Most dramatically, the switch-hitter is hitting better from the right side than he ever has, forcing opponents to reconsider the career book on him. In roughly one-third the number of plate appearances righty as lefty, De La Cruz had exactly as many home runs (five) and runs batted in (15) against both righties and lefties (until adding an 11th homer off righty Gavin Williams Sunday).
And he has a .292 batting average and eye-popping .994 OPS against those lefties.
And whether the ABS challenge system is helping him better force pitchers into the zone, he’s chasing outside the zone by a significant margin this year, ranking in the 75th percentile of MLB hitters this year compared to middle of the pack (46th percentile) last year.
“His whole game has been more consistent,” Francona said. “But the right-handed (success) is probably the biggest thing.
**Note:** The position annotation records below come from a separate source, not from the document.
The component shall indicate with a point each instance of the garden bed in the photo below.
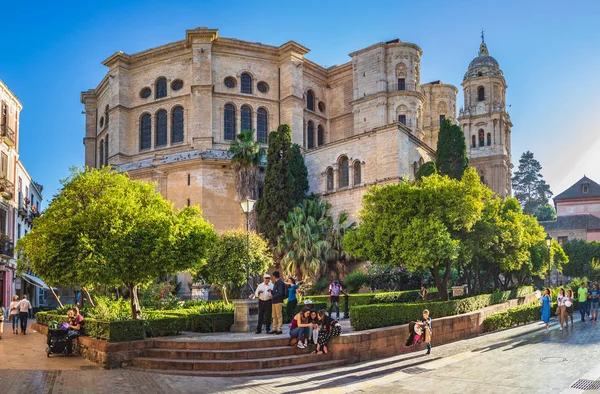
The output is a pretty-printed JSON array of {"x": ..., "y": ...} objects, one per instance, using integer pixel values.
[{"x": 366, "y": 317}]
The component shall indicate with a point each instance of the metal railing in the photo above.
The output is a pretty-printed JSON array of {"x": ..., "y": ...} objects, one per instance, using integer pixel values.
[
  {"x": 7, "y": 133},
  {"x": 7, "y": 188}
]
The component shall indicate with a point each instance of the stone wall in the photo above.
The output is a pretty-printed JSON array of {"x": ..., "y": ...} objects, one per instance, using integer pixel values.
[{"x": 390, "y": 341}]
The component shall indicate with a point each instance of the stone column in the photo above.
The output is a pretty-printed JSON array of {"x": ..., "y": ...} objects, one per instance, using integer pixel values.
[{"x": 245, "y": 315}]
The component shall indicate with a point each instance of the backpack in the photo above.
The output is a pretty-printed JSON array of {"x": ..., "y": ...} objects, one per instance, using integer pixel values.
[{"x": 335, "y": 290}]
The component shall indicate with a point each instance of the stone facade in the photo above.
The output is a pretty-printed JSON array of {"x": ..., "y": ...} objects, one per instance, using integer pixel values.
[
  {"x": 16, "y": 213},
  {"x": 485, "y": 122}
]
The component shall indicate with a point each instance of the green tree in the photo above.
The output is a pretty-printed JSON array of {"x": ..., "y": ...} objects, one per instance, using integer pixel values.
[
  {"x": 528, "y": 184},
  {"x": 303, "y": 241},
  {"x": 451, "y": 157},
  {"x": 228, "y": 259},
  {"x": 246, "y": 158},
  {"x": 105, "y": 229},
  {"x": 419, "y": 225},
  {"x": 299, "y": 174},
  {"x": 545, "y": 213},
  {"x": 278, "y": 197},
  {"x": 426, "y": 169}
]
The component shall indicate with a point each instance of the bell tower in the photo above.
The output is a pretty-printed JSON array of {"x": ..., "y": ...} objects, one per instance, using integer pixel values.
[{"x": 485, "y": 122}]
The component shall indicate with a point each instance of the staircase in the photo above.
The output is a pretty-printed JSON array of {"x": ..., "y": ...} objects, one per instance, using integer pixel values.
[{"x": 244, "y": 358}]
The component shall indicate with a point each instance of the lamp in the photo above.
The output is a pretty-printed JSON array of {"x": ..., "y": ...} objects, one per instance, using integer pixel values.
[
  {"x": 549, "y": 244},
  {"x": 247, "y": 207}
]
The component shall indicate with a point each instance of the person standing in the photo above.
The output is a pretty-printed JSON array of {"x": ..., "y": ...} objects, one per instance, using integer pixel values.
[
  {"x": 292, "y": 297},
  {"x": 24, "y": 307},
  {"x": 582, "y": 297},
  {"x": 570, "y": 307},
  {"x": 13, "y": 314},
  {"x": 595, "y": 295},
  {"x": 335, "y": 289},
  {"x": 545, "y": 302},
  {"x": 278, "y": 294},
  {"x": 263, "y": 293},
  {"x": 561, "y": 310}
]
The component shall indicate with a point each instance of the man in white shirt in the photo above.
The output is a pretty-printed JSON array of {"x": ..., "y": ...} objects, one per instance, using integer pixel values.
[
  {"x": 24, "y": 307},
  {"x": 263, "y": 293}
]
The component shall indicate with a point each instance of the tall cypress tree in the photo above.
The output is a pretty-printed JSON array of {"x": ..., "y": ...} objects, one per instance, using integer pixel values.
[
  {"x": 278, "y": 197},
  {"x": 452, "y": 157},
  {"x": 299, "y": 174}
]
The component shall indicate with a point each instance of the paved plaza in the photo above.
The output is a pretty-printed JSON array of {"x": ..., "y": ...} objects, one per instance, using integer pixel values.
[{"x": 520, "y": 360}]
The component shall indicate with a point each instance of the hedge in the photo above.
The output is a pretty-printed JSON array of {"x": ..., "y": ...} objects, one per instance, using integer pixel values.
[
  {"x": 159, "y": 324},
  {"x": 365, "y": 317}
]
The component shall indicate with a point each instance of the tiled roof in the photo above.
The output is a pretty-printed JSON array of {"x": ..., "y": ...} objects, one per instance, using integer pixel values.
[
  {"x": 585, "y": 221},
  {"x": 576, "y": 191}
]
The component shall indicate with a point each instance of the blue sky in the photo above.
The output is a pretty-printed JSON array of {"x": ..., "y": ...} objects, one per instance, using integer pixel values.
[{"x": 548, "y": 50}]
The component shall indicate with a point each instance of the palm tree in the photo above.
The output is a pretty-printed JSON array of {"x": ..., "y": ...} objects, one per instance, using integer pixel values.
[
  {"x": 303, "y": 240},
  {"x": 246, "y": 157},
  {"x": 336, "y": 240}
]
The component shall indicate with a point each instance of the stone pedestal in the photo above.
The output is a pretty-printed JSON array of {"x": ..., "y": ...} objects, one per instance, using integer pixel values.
[{"x": 245, "y": 315}]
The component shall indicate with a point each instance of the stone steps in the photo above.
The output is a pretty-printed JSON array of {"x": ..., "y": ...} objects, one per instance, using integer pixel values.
[
  {"x": 200, "y": 354},
  {"x": 314, "y": 366}
]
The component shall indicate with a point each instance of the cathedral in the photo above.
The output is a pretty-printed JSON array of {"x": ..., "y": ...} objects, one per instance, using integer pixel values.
[{"x": 168, "y": 115}]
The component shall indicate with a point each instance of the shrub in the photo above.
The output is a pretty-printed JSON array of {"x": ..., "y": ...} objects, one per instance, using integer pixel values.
[
  {"x": 355, "y": 280},
  {"x": 384, "y": 315}
]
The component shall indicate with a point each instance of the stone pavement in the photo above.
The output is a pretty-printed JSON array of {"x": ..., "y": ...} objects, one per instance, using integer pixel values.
[{"x": 519, "y": 360}]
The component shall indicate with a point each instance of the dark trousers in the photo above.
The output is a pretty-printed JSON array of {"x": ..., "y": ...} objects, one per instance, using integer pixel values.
[
  {"x": 291, "y": 307},
  {"x": 23, "y": 319},
  {"x": 264, "y": 315}
]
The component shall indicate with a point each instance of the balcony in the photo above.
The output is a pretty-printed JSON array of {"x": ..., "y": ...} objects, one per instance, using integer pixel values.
[
  {"x": 7, "y": 188},
  {"x": 6, "y": 247},
  {"x": 8, "y": 134}
]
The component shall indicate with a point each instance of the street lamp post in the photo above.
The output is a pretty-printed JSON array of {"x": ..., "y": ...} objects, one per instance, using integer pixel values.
[
  {"x": 549, "y": 244},
  {"x": 247, "y": 207}
]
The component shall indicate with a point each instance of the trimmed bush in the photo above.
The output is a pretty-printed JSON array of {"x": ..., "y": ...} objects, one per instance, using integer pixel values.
[{"x": 366, "y": 317}]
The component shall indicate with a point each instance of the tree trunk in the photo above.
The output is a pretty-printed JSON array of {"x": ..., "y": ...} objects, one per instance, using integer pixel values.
[
  {"x": 56, "y": 297},
  {"x": 89, "y": 297},
  {"x": 133, "y": 299}
]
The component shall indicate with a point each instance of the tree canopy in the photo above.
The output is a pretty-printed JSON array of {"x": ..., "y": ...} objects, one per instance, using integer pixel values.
[
  {"x": 278, "y": 198},
  {"x": 104, "y": 228},
  {"x": 451, "y": 156},
  {"x": 229, "y": 256},
  {"x": 529, "y": 186}
]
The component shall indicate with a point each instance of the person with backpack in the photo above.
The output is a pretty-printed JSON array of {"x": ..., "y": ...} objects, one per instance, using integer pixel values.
[{"x": 335, "y": 289}]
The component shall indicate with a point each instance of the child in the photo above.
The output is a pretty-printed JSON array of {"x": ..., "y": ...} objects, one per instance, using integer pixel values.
[{"x": 426, "y": 323}]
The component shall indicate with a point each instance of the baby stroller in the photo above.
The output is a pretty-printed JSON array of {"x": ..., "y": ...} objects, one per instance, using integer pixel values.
[{"x": 58, "y": 341}]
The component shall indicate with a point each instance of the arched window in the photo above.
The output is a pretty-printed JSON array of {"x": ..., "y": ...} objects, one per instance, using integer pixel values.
[
  {"x": 106, "y": 150},
  {"x": 246, "y": 85},
  {"x": 161, "y": 128},
  {"x": 101, "y": 153},
  {"x": 246, "y": 118},
  {"x": 343, "y": 171},
  {"x": 310, "y": 100},
  {"x": 310, "y": 134},
  {"x": 161, "y": 88},
  {"x": 330, "y": 178},
  {"x": 229, "y": 122},
  {"x": 320, "y": 135},
  {"x": 145, "y": 131},
  {"x": 177, "y": 124},
  {"x": 357, "y": 173},
  {"x": 261, "y": 125}
]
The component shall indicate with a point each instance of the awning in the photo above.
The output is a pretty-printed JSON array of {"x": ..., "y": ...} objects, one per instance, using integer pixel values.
[{"x": 34, "y": 280}]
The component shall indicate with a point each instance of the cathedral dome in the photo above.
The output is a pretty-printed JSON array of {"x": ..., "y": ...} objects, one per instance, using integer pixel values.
[{"x": 483, "y": 65}]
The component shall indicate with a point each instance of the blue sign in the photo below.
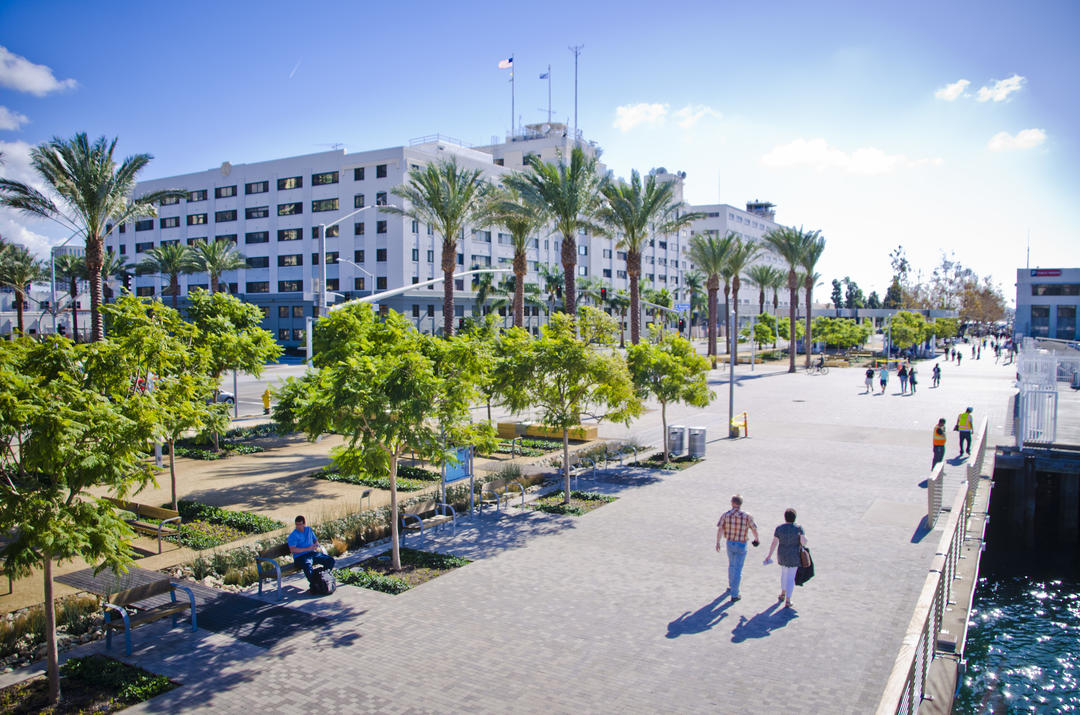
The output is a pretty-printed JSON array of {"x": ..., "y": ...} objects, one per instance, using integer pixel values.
[{"x": 462, "y": 469}]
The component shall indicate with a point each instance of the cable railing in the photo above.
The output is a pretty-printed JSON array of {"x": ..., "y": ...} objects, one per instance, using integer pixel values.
[{"x": 906, "y": 687}]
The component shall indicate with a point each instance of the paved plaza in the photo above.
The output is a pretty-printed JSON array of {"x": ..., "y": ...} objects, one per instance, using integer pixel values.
[{"x": 624, "y": 609}]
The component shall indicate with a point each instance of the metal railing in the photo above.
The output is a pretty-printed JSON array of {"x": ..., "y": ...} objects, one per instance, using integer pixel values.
[{"x": 906, "y": 687}]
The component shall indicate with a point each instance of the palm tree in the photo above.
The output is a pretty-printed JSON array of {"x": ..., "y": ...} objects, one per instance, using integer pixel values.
[
  {"x": 509, "y": 210},
  {"x": 635, "y": 212},
  {"x": 710, "y": 253},
  {"x": 790, "y": 243},
  {"x": 18, "y": 269},
  {"x": 814, "y": 246},
  {"x": 445, "y": 197},
  {"x": 214, "y": 259},
  {"x": 570, "y": 193},
  {"x": 94, "y": 197},
  {"x": 741, "y": 255},
  {"x": 171, "y": 260},
  {"x": 72, "y": 269}
]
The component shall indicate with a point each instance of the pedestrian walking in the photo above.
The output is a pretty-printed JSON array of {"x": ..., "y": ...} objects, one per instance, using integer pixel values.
[
  {"x": 963, "y": 425},
  {"x": 939, "y": 442},
  {"x": 787, "y": 541},
  {"x": 733, "y": 526}
]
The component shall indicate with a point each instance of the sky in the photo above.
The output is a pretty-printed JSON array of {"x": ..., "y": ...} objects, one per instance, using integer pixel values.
[{"x": 941, "y": 126}]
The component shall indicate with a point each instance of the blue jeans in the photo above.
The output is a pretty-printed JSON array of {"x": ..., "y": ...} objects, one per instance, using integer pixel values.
[
  {"x": 737, "y": 555},
  {"x": 308, "y": 560}
]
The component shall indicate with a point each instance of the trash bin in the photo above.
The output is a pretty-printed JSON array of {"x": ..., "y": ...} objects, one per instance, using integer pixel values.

There are days he used to get beat up (by lefties) where he’s not now.”
3. OF JJ Bleday
Dude had back-to-back three-hit games in victories over Washington and Cleveland in the past week and earned starts even against left-handers since bringing that swing back to the big club.
“He’s given us a big lift,” Francona said. “You’re pulling for everybody, obviously. But when a guy comes up and does that – and it looks real – it makes you feel (good).”
Real?
“Sometimes guys get called up and that first week nobody knows them, they might get hot and then you know something’s coming. But he’s got a good swing.”
4. 1B/3B Sal Stewart
May hasn’t been kind to the Las Vegas favorite for NL Rookie of the Year, but April was a team-carrying, off-the-charts love fest for Stewart, who earned NL rookie of the month honors.
He’s shown signs in recent days of stirring from a weeks-long slump. And something in between that April and half-May performance over the next month or so should put Stewart in the middle of the conversation for would be an especially impressive honor for a rookie — an honor that would come exactly one year after he played in the minor-league All-Star Futures Game.
Fan ballots for starting lineups open later this month. Player ballots for All-Star reserves go out in three or four weeks.
5. LF/1B/RF/2B Spencer Steer
On April 17, Steer was hitting .190 and slugging .381. He was out of the starting the starting lineup the next day, but then came off the bench in the ninth, singled and scored the winning run.
And he hasn’t looked back.
The versatile Steer, who was a Gold Glove finalist at first base last year and already played five positions this year, was 29-for-93 (.312) in his last 26 games through Saturday with four home runs, a .396 on-base percentage and .891 OPS.
That’s an All-Star-level pace if he keeps that up.
And then he singled in each of his first two at-bat Sunday to extend his road hitting streak to 15 games (longest current streak in MLB).